Лодка мгновенно отвернула от танкера по красивой, звонкой дуге. Метнулась к берегам и врезалась в узкую сочную горловину, поросшую травой.
— Ну как вы тут? — спрашивал механик Зырянина, вцепившись в борта. — Жить-то можно?
— А что? Рыба есть. Хлеб завозим. Солярка была бы…
— Комары не едят?
— Комары — горя мало. Медведь ходит. Хотим сегодня капкан ставить.
— Давайте ставьте. Обратно пойдем, шкуру куплю. А то все жена просит: привези шкуру. Обещаю, а нету… Она хочет к стене прибить.
— Заезжай, шкура будет…
Они назначили друг другу свидание среди разлива, и медведь, живой, уже был запродан. И Ольга поразилась близкому их языку, согласию, возможности понимать с полуслова.

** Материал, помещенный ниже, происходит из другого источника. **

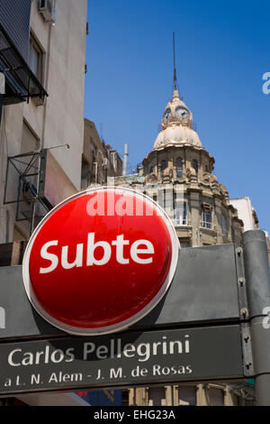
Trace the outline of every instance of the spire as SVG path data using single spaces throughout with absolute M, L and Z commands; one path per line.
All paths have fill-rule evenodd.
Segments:
M 173 32 L 173 50 L 174 50 L 174 90 L 176 91 L 177 90 L 177 86 L 176 86 L 175 32 Z

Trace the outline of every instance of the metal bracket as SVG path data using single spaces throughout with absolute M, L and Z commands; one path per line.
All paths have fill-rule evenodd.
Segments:
M 251 347 L 250 327 L 247 324 L 241 325 L 241 337 L 243 349 L 243 367 L 246 377 L 254 376 L 254 362 Z
M 248 308 L 248 298 L 247 298 L 247 285 L 245 278 L 245 268 L 243 261 L 243 249 L 242 247 L 237 247 L 235 250 L 236 257 L 236 269 L 238 277 L 238 305 L 240 312 L 240 319 L 248 319 L 249 313 Z

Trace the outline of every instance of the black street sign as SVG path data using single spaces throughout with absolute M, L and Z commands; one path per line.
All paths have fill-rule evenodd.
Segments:
M 0 395 L 244 378 L 240 326 L 0 345 Z

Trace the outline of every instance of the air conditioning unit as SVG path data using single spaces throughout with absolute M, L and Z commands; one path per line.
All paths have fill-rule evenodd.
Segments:
M 56 17 L 56 0 L 39 0 L 39 11 L 48 23 L 54 23 Z

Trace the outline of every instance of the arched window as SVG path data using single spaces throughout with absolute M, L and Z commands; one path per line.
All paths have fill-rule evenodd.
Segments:
M 183 178 L 183 161 L 182 158 L 176 159 L 176 178 Z
M 187 226 L 187 205 L 186 202 L 176 204 L 176 225 Z
M 192 166 L 195 170 L 196 176 L 198 177 L 198 161 L 196 161 L 195 159 L 193 159 Z
M 165 159 L 161 161 L 161 177 L 164 177 L 164 171 L 166 169 L 166 161 Z

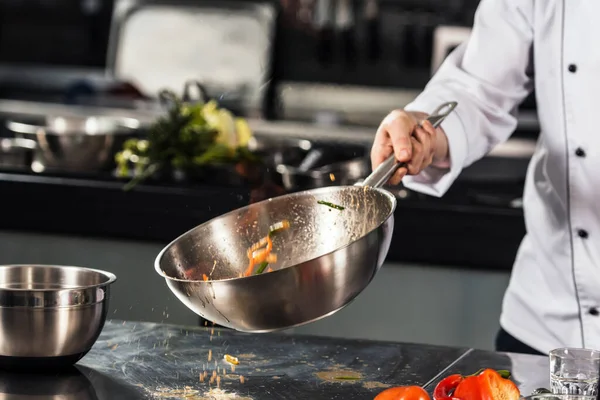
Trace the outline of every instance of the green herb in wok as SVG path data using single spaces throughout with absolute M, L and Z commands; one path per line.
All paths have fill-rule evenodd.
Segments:
M 329 208 L 333 208 L 333 209 L 335 209 L 335 210 L 340 210 L 340 211 L 342 211 L 342 210 L 345 210 L 345 209 L 346 209 L 346 207 L 338 206 L 337 204 L 333 204 L 333 203 L 330 203 L 330 202 L 328 202 L 328 201 L 319 200 L 319 201 L 317 201 L 317 203 L 318 203 L 318 204 L 322 204 L 322 205 L 324 205 L 324 206 L 327 206 L 327 207 L 329 207 Z

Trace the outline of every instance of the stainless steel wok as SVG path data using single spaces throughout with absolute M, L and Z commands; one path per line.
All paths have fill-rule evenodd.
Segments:
M 455 107 L 445 103 L 428 119 L 437 126 Z M 356 186 L 288 194 L 212 219 L 167 245 L 155 269 L 179 300 L 221 326 L 270 332 L 324 318 L 348 305 L 383 264 L 396 198 L 380 187 L 400 166 L 391 156 Z M 247 249 L 282 220 L 291 226 L 273 238 L 275 270 L 241 278 Z

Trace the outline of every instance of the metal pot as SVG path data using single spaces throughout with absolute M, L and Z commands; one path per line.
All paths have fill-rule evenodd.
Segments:
M 259 155 L 269 167 L 300 163 L 312 147 L 313 144 L 304 139 L 264 136 L 254 136 L 248 143 L 248 149 Z
M 37 142 L 35 172 L 95 172 L 112 164 L 114 154 L 140 123 L 108 116 L 52 116 L 43 125 L 8 121 L 6 127 L 18 137 Z
M 276 172 L 283 187 L 288 191 L 295 191 L 324 186 L 353 185 L 369 173 L 369 168 L 369 161 L 361 157 L 309 171 L 280 164 L 276 167 Z
M 436 114 L 444 106 L 450 110 Z M 428 119 L 437 126 L 455 106 L 444 104 Z M 392 155 L 360 186 L 287 194 L 217 217 L 167 245 L 156 272 L 192 311 L 239 331 L 270 332 L 331 315 L 367 287 L 385 260 L 397 200 L 379 187 L 401 166 Z M 274 271 L 241 277 L 248 248 L 282 220 L 290 228 L 273 240 Z M 203 274 L 207 280 L 186 278 Z

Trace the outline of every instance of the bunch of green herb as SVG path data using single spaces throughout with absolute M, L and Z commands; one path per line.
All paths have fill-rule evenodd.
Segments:
M 245 120 L 234 119 L 214 102 L 187 104 L 171 97 L 171 108 L 149 127 L 148 138 L 128 140 L 115 157 L 117 175 L 133 175 L 126 190 L 165 167 L 189 171 L 211 164 L 257 161 L 247 147 L 251 134 Z M 240 141 L 239 136 L 243 137 Z

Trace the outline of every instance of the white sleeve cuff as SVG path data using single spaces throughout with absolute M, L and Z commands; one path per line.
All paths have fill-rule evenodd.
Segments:
M 440 104 L 454 99 L 437 98 L 436 96 L 421 95 L 404 109 L 407 111 L 433 112 Z M 448 151 L 450 155 L 450 168 L 440 169 L 428 167 L 418 175 L 407 175 L 402 184 L 409 190 L 430 196 L 443 196 L 454 183 L 463 169 L 467 158 L 467 135 L 460 119 L 460 104 L 446 117 L 441 127 L 448 138 Z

Мотор заглушили, и лодка затихла, колыхаясь в яркой траве, в желтых надводных цветах, среди пузырей и течений. И в этом месиве ходила и булькала, подымала черно-синие горбы пойманная рыба, раскачивая заостренные вехи.
— Давай помогай! — торопился Зырянин, падая волосами на воду, хватая кулаками веревку. — Ща накидаем! Держи!
И стал одну за одной из дырявой сети выхватывать и кидать прямо в лодку, выламывая плавники и хвосты, огромных, отшлифованных рыбин…
— Не забудь, медведь за тобой! — крикнул на прощание механик.
— Сегодня капкан поставим! — отозвался, исчезая, Зырянин.
На палубу выскочила голоногая повариха. Следом — белоголовый матрос в тельняшке. Расставляли тазы, ящики с солью, выкладывали ножи.
— Налетай, подешевело! — топтался механик, гордясь добычей, прицеливаясь к бледно-голубому богатству. — Муксуны — первый сорт, неподдельные. На каждом проба чеканена!..
Они уселись кружком над рыбами. Надрезали их со спины. Разворачивали надвое. Ложками вычерпывали сгустки крови. Плескали за борт. Кровянили палубу. Откладывали разделанных рыб. И те лежали желтоватые, сочные, словно дыни.
— Провялятся, а зимой с пивком к праздничку! Пальчики обкусаешь! — говорил механик, кидая пузырь на ветер.
— Набегут женихи на рыбу-то! — смеялась повариха, поглядывая на матроса. Тот улыбался молча.
Двоили рыбу. Раскрывали, словно расстегивали молнии. И внутри, аккуратно уложенные, лежали языки черно-красной печени, сердце, белая, в прозрачной пленке икра.
— Не, в ресторане такого не жди! — чмокал механик, краснорукий и радостный.
— А мы с собой принесем! — повариха слизнула с ладони мазок икры.
— А ты кто такая, по ресторанам ходить? — пихнул повариху механик.
— Я не папина, я не мамина, — откликнулась та. — Я на улице росла, меня курица снесла! — и задергала подбородком, плечиками.